I was excited when Luigi’s Mansion 2: Dark Moon came out for the Nintendo 3DS on March 20, 2013. I bought it, I played it, I didn’t beat it.

I mean, I did eventually. The final boss was difficult for me. It was a pain and it was timed and I panicked and no matter how many times I tried I just could not defeat the final boss.

It wasn’t until my cousin, who is now 13 – you do the math – got the game and brought it with her when we went on vacation about three or four years ago. I had brought my game as well to play with her.

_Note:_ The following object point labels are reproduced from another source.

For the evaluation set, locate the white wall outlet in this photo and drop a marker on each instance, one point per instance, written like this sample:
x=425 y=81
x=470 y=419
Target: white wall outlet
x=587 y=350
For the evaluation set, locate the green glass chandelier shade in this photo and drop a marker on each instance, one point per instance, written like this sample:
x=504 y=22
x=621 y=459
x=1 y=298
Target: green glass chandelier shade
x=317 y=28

I warned her about the final boss and how difficult it could be and such, but she had breezed right through the entire game like it was nothing!

That was my motivation to beat the game. My competitiveness came out.

I ended up beating the game that week while on vacation, but that was after countless tris. While I beat it before my cousin, she too finished the game that week. The boss took her a couple of tries, but she ultimately defeated it in fewer tries than me.

I was getting in the mood to play Luigi’s Mansion again. I made Kris play Luigi’s Mansion for the Gamecube during our challenge in 2016 and realized it’s been a while since I’ve picked up Dark Moon.

I’ve been enjoying myself while playing it. While the story isn’t as strong as the first game, it still brings back a lot of memories.

I’m happy to be playing as Luigi again. Let’s see how long it takes me to defeat the boss this time.